Champion competitive shooter Ernie Vande Zande, dead at age 70
With over 200 national records in his competition shooting career, “the human benchrest,” U.S. Army Maj. Ernie Vande Zande has passed away.
Vande Zande, who was the Team Leader for the United States Olympic Shooting Team in 1996, died on Sept. 29 at age 70, as reported the American Smallbore Shooting Association.
Born in 1948 in McCook, Nebraska, Vande Zande started shooting after a challenge from schoolmate at age 11 and by 1967 was a member of the team that won the National Junior Indoor Rifle Team Championship. He then attended Murray State University in Kentucky on a rifle scholarship where he rose to team captain in 1970.
Joining the U.S. Army as an ordnance officer, he was on the Army’s Marksmanship Unit off and on until 1981 when he left active service, although he continued to compete on the Army Reserve’s shooting team until he retired from the military in 1994, achieving a reputation as “the human benchrest.”

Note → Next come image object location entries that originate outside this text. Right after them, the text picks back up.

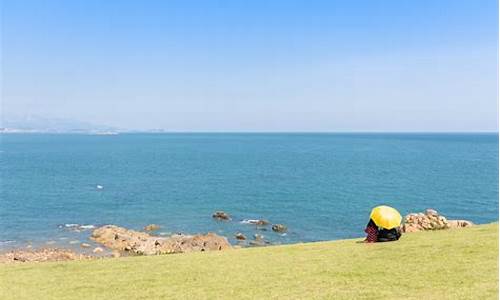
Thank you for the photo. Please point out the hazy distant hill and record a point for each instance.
(42, 124)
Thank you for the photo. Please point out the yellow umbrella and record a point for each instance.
(386, 217)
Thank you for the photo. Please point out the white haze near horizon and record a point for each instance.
(142, 72)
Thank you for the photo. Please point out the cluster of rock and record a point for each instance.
(140, 243)
(260, 224)
(430, 220)
(40, 255)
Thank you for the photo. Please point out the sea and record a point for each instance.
(55, 188)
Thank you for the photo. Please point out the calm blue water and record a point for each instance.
(321, 185)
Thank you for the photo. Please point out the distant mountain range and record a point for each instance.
(51, 125)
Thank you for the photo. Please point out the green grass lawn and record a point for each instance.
(452, 264)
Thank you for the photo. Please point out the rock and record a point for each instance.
(259, 222)
(262, 223)
(431, 212)
(240, 236)
(430, 220)
(279, 228)
(258, 237)
(152, 227)
(220, 215)
(40, 255)
(459, 223)
(140, 243)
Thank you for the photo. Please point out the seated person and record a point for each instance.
(375, 234)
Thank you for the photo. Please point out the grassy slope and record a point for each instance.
(453, 264)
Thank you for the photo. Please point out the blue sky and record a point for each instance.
(254, 65)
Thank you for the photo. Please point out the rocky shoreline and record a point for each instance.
(115, 241)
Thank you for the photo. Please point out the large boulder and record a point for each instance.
(430, 220)
(140, 243)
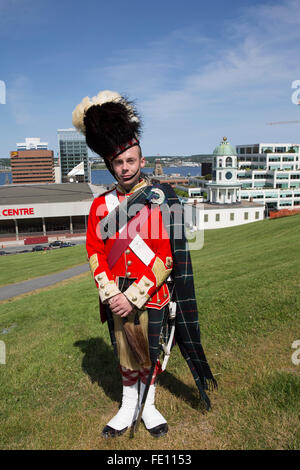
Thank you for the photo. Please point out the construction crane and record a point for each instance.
(284, 122)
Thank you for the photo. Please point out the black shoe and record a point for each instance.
(111, 432)
(159, 431)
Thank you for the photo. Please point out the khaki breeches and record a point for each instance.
(124, 352)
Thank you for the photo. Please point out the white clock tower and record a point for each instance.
(224, 187)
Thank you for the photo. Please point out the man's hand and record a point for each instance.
(120, 305)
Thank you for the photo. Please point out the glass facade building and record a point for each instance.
(72, 151)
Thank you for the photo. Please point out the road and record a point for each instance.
(13, 290)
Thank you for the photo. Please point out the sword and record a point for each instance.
(167, 351)
(135, 424)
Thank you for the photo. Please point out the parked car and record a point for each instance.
(38, 248)
(55, 243)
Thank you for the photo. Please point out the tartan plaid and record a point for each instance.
(187, 329)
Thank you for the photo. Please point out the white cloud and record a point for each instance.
(19, 98)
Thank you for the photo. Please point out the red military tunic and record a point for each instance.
(147, 260)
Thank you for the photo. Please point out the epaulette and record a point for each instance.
(107, 191)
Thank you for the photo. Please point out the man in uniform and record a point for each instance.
(132, 261)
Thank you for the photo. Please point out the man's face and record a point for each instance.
(127, 167)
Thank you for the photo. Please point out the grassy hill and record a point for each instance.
(61, 384)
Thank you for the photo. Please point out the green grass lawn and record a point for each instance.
(60, 384)
(24, 266)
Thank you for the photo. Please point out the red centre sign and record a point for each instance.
(21, 211)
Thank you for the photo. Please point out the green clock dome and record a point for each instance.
(225, 148)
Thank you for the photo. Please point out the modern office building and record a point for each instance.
(72, 152)
(32, 163)
(223, 206)
(32, 143)
(270, 173)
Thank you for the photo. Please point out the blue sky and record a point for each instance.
(197, 70)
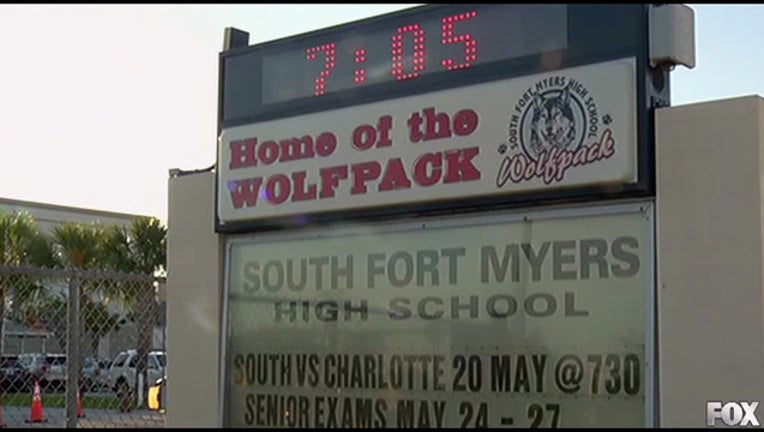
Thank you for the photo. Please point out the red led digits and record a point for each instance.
(329, 51)
(448, 37)
(359, 75)
(397, 52)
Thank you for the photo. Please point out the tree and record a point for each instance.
(140, 248)
(20, 244)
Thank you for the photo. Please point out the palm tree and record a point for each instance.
(140, 248)
(20, 244)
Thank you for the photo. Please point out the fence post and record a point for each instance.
(72, 349)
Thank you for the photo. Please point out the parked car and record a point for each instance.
(13, 376)
(123, 369)
(95, 374)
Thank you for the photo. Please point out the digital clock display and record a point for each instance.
(444, 41)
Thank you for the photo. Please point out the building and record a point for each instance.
(20, 338)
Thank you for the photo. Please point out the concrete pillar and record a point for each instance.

As noted by USA Shooting, Vande Zande counted at least “36 team and individual championships and set more than 200 national records in shooting,” that included a gold medal in rifle in the 1975 Pan American Games followed by a gold and two silvers in the 1979 Pan American Games. In 1984, he reportedly missed qualifying for the U.S. Olympic Team by just four-tenths of a point.
In later years, he continued as a coach and author on precision shooting and remained active in U.S. shooting teams, named as Chair of the Lones Wigger legacy project by USA Shooting last year.
Olympian Lanny Bassham, who won a gold medal small-bore rifle in the 1976 Montreal Olympics, and a silver in the 1972 Munich Olympics, memorialized Vande Zande on social media as did 10.9.com and Eley USA with the latter saying, “The shooting community lost a great member this morning.”